O presidente Davi Alcolumbre afirmou que, mesmo sem acordo entre governo e congressistas, a sessão do Congresso continuará convocada para esta quarta-feira. Ele já teve que cancelar duas sessões por falta de acordo, além de adiar outras tantas. Agora, não quer mais ficar com esse ônus.
Alcolumbre tem dito que a sessão só não acontecerá caso os partidos da base do governo decidam não dar quórum, impedindo seu início. O movimento é cogitado pelo governo.
Os parlamentares, contudo, vêm sendo bastante pressionados a votar logo e a derrubar o veto. Os setores que são beneficiados pela desoneração afirmam que precisam fazer seus planejamentos para 2021 e, para isso, precisam de uma definição sobre o veto. Caso o veto seja mantido, eles alegam que terão de fazer demissões. A Federação Nacional de Infraestrutura de Redes de Telecomunicações e Informática (Feninfra) diz, por exemplo, que o fim da desoneração pode resultar no corte de 500 mil postos de trabalho.
Duas manifestações favoráveis à prorrogação da desoneração da folha aconteceram nesta terça-feira (3), véspera da votação. Um foi em São Paulo, na Avenida Paulista, promovida pelas centrais sindicais. Já em Brasília o ato aconteceu em frente ao Ministério da Economia e ao Palácio do Planalto.
Segundo a Receita Federal, a desoneração da folha já custou R$ 118 bilhões aos cofres públicos. A medida foi criada em 2011, no governo Dilma Rousseff (PT), e desde então vem sendo sucessivamente prorrogada, resultando em uma renúncia de arrecadação aos cofres públicos que precisa ser compensada pelo Tesouro para não desfalcar a Previdência. Inicialmente, ela beneficiava 56 setores, e agora, 17.
Veto ao novo marco do saneamento também está na pauta
Além da desoneração, os parlamentares também vão analisar o veto presidencial a trechos do novo marco do saneamento. A principal polêmica é em torno do artigo 16, vetado pelo presidente Jair Bolsonaro. Esse artigo previa que os contratos de concessão atuais e vencidos poderiam ser renovados mediante acordo entre as partes até 31 de março de 2022. O prazo de renovação seria de 30 anos.

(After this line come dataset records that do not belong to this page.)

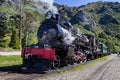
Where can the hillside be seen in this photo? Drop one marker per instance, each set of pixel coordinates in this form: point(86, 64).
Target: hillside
point(101, 19)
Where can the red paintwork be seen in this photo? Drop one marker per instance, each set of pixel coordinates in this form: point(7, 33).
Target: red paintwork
point(41, 53)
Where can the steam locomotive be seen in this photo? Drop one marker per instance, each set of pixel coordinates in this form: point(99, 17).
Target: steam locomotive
point(59, 44)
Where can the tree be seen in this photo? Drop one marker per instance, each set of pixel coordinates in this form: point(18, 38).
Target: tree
point(3, 29)
point(14, 40)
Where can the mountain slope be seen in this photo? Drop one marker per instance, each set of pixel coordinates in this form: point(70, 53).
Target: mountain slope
point(99, 18)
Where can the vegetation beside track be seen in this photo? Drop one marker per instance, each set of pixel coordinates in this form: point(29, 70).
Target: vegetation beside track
point(91, 63)
point(10, 61)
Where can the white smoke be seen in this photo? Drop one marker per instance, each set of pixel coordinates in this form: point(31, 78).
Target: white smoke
point(43, 6)
point(67, 37)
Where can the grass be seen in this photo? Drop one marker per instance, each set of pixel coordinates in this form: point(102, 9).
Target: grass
point(91, 63)
point(10, 61)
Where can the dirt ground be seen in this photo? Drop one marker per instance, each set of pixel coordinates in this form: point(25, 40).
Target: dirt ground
point(88, 73)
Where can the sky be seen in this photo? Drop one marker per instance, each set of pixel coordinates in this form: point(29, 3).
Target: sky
point(79, 2)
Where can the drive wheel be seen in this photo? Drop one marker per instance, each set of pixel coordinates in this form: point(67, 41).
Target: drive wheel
point(56, 62)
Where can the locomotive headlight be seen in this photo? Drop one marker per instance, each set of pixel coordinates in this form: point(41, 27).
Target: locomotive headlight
point(48, 15)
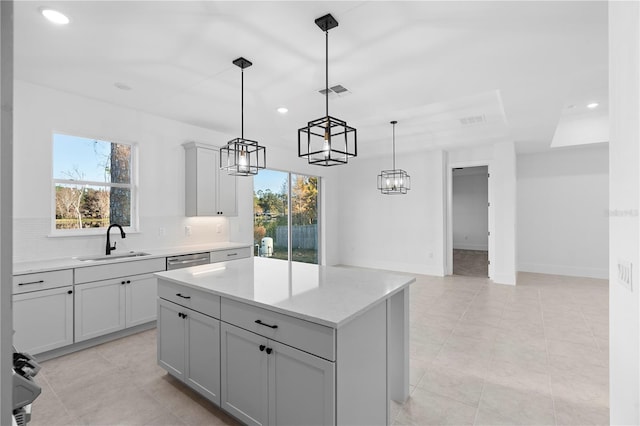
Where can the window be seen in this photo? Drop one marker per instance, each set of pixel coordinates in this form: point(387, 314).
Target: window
point(92, 184)
point(286, 216)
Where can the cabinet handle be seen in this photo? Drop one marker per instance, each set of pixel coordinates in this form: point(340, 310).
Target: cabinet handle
point(32, 282)
point(266, 325)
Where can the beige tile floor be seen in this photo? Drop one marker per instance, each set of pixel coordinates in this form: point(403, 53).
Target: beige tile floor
point(481, 353)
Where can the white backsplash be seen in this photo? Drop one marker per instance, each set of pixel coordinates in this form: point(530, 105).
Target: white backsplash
point(32, 240)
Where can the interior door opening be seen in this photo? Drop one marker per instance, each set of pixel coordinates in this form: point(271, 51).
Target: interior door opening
point(470, 221)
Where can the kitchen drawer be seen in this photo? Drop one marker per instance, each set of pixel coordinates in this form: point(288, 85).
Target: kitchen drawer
point(230, 254)
point(201, 301)
point(119, 269)
point(307, 336)
point(42, 281)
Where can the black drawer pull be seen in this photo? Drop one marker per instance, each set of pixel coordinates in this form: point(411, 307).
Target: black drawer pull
point(266, 325)
point(32, 282)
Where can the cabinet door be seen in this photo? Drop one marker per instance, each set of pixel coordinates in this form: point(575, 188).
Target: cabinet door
point(301, 387)
point(141, 299)
point(43, 320)
point(206, 173)
point(99, 308)
point(203, 355)
point(244, 375)
point(226, 194)
point(171, 338)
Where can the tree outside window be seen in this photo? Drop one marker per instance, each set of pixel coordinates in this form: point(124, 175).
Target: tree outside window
point(92, 182)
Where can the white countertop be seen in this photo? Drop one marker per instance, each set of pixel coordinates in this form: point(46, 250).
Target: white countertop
point(326, 295)
point(72, 262)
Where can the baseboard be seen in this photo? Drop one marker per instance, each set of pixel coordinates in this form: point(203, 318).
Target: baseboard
point(479, 247)
point(66, 350)
point(571, 271)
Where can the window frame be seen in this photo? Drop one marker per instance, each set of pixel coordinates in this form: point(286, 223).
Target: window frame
point(319, 212)
point(132, 186)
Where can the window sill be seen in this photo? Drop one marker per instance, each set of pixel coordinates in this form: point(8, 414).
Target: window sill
point(88, 233)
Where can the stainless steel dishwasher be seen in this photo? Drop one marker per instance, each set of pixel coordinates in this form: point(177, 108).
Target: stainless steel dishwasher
point(186, 260)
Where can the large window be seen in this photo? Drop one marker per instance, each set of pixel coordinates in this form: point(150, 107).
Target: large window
point(286, 216)
point(92, 183)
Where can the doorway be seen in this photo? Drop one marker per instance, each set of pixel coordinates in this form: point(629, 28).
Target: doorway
point(470, 221)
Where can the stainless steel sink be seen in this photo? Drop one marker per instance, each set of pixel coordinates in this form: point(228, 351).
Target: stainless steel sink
point(111, 256)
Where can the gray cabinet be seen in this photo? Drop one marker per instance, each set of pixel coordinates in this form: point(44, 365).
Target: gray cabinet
point(208, 190)
point(189, 347)
point(43, 320)
point(265, 382)
point(102, 307)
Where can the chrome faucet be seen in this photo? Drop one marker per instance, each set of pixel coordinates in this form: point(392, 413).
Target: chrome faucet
point(122, 234)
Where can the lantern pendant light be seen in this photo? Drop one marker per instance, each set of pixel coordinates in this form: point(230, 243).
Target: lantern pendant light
point(394, 181)
point(240, 156)
point(327, 141)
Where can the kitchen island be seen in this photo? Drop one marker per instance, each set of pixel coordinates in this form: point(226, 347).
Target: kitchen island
point(273, 342)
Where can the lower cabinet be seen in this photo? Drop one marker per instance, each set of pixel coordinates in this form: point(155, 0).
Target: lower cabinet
point(103, 307)
point(43, 320)
point(189, 347)
point(266, 382)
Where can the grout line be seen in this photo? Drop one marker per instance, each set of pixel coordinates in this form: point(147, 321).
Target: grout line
point(546, 348)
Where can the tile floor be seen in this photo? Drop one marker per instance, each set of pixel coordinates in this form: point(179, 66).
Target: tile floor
point(471, 263)
point(481, 353)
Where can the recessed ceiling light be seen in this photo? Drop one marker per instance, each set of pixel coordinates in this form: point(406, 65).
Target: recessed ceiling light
point(55, 16)
point(122, 86)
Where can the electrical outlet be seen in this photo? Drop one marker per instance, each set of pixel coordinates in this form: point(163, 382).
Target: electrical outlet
point(625, 274)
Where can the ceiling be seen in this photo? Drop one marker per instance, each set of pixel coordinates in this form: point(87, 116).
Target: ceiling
point(454, 74)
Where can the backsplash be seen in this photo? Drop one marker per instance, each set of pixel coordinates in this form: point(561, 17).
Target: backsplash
point(31, 240)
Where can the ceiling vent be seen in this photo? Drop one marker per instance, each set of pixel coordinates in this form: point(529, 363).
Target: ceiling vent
point(473, 119)
point(335, 91)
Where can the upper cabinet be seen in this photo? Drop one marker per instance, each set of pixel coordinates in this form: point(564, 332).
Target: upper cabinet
point(209, 190)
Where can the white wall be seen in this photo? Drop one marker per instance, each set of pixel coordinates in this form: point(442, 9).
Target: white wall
point(394, 232)
point(40, 111)
point(563, 197)
point(469, 209)
point(624, 202)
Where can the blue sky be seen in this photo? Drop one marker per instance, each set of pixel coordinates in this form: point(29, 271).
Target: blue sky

Os senadores acusam o governo de uma quebra de acordo. Durante a sessão plenária do Senado que aprovou o marco do saneamento, o líder do governo no Senado, Fernando Bezerra, afirmou que o presidente não vetaria o artigo em questão, em troca da aprovação do projeto. Partidos de oposição e o MDB, Cidadania e PSL estavam contra o projeto. Com o acordo selado na sessão, o texto foi aprovado por 65 votos a 13.
Ao chegar para análise do Planalto, o presidente recebeu a orientação dos Ministérios da Economia e do Desenvolvimento Regional para vetar o artigo 16 e outros dez artigos, o que causou indignação nos senadores. “Eu não esperava. Foi um tiro no pé que o governo está dando", disse o senador Tasso Jereissati (PSDB-SP), relator da matéria no Senado, na época. "Se infelizmente por parte do governo não houve a eficácia do entendimento, a gente tem como corrigir aqui na sessão no Congresso e dar a resposta", disse Davi Alcolumbre.
O governo alegou que o artigo 16 e outros dariam sobrevida aos contratos das empresas estaduais públicas de saneamento, o que vai contra à ideia central do próprio marco do saneamento. O projeto busca abrir o setor à iniciativa privada, acabando com os contratos de programa, em que os municípios transferiam a execução dos seus serviços de saneamento para empresas públicas dos governos estaduais. O novo marco obriga municípios e estados a abrir licitação para contratação de serviços de saneamento.
A derrubada do veto no Senado é dada como certa, mas a proibição tende a ser mantida pela Câmara dos Deputados, o que seria uma vitória do governo. Os governadores, contudo, tentam convencer os deputados a votar pela derrubada.